Today the City Council of Los Angeles will review the results of a public hearing recently held to get public comment about turning the Frontier Hotel (aka the Rosslyn Lofts) into subsidized housing instead of the additional workforce/artist oriented for housing the present owner was planning. This rehabed affordable housing was in addition to the already finished units in the building, most of which are rented by people who walk to work, thus reducing traffic congestion at no cost to the public.
But instead of allowing this process to continue, the CRA now wants to give millions of dollars to a politically connected developer to destroy the proposed workforce housing and make it subsidized housing rather than creating new subsidized income housing without taking workforce housing off the market.
This is a perfect example of why this city has a housing crisis. Political posturing is always more important than solving the problem.
Now as for what the public had to say about this at the... public... meeting - oddly enough - no one showed up to testify.
Not one person.
That was because the notice of the meeting was paid advertisement in an obscure legal newspaper. This despite the fact there is a free local list-serv that covers the area, a neighborhood council in the area, a business improvement district in that area, a Main Street Association for the area, a CRA CDBG committee for that area and two arts organizations that represent galleries located in that very building.
And yet news of this public meeting was deliberately hidden from each one of these organizations.
That was because when it comes to anything the CRA does in our neighborhood - the fix was in and everything that could legally done to keep the public from finding about the 'public' meeting - or what was being done - was done.
Even worse, though, than the loss of an artist/neighborhood oriented project - is the potential death blow to the still vulnerable Gallery Row District centered at 5th and Main. Three galleries are already located in the building - the most located in any building in the area - and two more much needed galleries necessary to create the needed critical mass, have been waiting to sign leases as soon as the CRA approved the previously negotiated deal to turn the building into workforce housing - at no cost to the taxpayers.
Now, though, a potential new owner trying to buy the building will be required to offer rents far below marker rate with his millions of dollars in subsidies; that developer will then need the income from the retail spaces - that the current owner has given to the galleries at well below market rates – to be dramatically raised and that will not only preclude the signing of the two new galleries - but it will likely force the existing galleries to close.
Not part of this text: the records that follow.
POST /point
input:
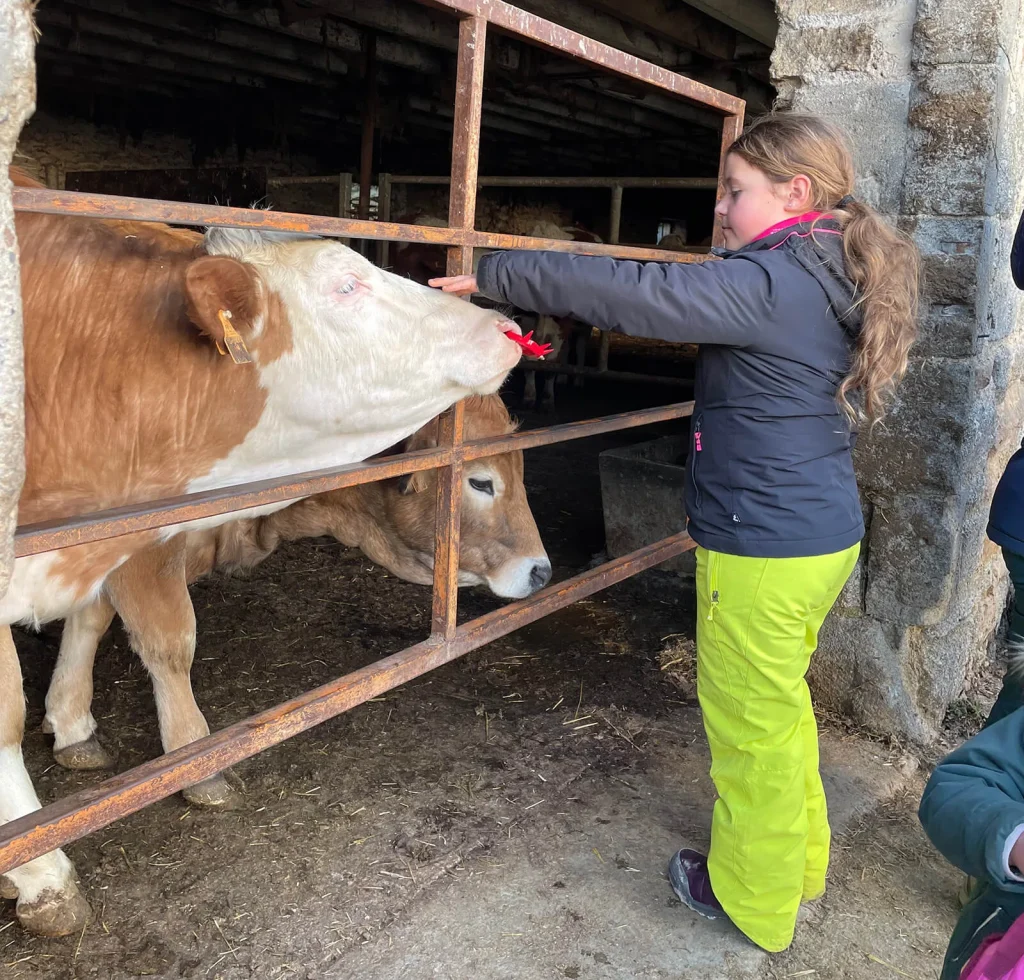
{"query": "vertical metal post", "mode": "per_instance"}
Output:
(614, 226)
(345, 200)
(462, 210)
(369, 129)
(383, 214)
(615, 215)
(732, 126)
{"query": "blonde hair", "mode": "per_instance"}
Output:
(882, 262)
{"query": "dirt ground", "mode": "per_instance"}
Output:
(509, 815)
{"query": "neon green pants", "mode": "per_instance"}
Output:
(758, 622)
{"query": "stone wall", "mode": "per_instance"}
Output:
(17, 99)
(928, 92)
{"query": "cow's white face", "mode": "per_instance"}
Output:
(368, 358)
(368, 346)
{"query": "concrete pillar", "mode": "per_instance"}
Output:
(17, 101)
(928, 92)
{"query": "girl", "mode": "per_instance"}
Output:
(804, 328)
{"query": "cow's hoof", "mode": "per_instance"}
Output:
(55, 913)
(84, 755)
(215, 793)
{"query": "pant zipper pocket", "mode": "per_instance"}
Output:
(713, 560)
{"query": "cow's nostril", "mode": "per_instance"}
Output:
(540, 574)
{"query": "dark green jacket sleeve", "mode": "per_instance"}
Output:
(716, 302)
(975, 802)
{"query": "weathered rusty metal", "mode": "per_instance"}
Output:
(68, 531)
(556, 38)
(448, 512)
(678, 183)
(81, 813)
(369, 125)
(44, 201)
(96, 806)
(732, 126)
(462, 211)
(578, 371)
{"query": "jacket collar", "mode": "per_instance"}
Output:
(815, 241)
(802, 225)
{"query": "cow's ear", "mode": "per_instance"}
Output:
(413, 482)
(424, 438)
(225, 301)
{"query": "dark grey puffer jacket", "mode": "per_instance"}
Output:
(770, 466)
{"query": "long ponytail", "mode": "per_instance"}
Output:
(882, 262)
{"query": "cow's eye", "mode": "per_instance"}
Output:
(482, 486)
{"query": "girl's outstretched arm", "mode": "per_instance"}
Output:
(718, 302)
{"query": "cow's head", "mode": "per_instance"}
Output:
(340, 345)
(500, 545)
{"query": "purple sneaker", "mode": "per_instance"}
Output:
(691, 883)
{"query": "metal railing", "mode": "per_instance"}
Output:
(89, 809)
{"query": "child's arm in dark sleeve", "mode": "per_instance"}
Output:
(718, 302)
(973, 807)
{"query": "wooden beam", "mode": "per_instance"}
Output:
(330, 34)
(756, 18)
(681, 23)
(114, 31)
(415, 23)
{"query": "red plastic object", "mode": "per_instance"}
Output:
(529, 346)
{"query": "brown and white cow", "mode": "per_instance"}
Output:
(391, 521)
(422, 262)
(128, 399)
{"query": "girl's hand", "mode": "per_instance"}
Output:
(460, 285)
(1017, 856)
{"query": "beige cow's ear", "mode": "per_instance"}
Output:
(224, 300)
(423, 438)
(413, 482)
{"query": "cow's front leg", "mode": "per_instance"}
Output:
(151, 595)
(69, 700)
(548, 398)
(49, 902)
(529, 389)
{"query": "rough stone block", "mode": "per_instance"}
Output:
(920, 446)
(841, 46)
(952, 127)
(912, 553)
(950, 33)
(949, 280)
(858, 671)
(794, 11)
(947, 236)
(947, 332)
(873, 114)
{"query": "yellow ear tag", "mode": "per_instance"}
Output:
(232, 340)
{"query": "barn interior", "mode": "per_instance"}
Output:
(289, 104)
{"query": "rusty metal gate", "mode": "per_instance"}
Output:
(83, 812)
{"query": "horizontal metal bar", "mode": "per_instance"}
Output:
(45, 201)
(95, 807)
(66, 533)
(583, 48)
(685, 183)
(288, 181)
(552, 368)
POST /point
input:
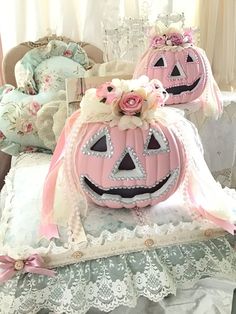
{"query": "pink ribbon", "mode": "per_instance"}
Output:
(33, 264)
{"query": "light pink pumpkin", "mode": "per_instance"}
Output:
(182, 72)
(128, 168)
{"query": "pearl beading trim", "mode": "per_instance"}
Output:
(137, 173)
(138, 198)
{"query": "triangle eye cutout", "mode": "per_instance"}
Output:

And yet the city proclaims one of its top priorities is the creation of cultural tourism while the city’s main redevelopment agency and the city’s development projects, increasingly, seem dedicated to destroying the galleries of Gallery Row.
Now I’d like to say I am optimistic that this can be satisfactorily resolved – but from all my past experiences in dealing with the CRA - I would be lying.
I LIVED IN THAT HOTEL, IT WAS OVERDUE FOR REPAIRS AND RODENT IRRADICATION. THE ARTISTS NEED A SPACE BUT SO DOES THE HOMELESS THAT ARE TRYING TO GET BACK ON THEIR FEET. IS THERE A WAY TO CO-EXIST?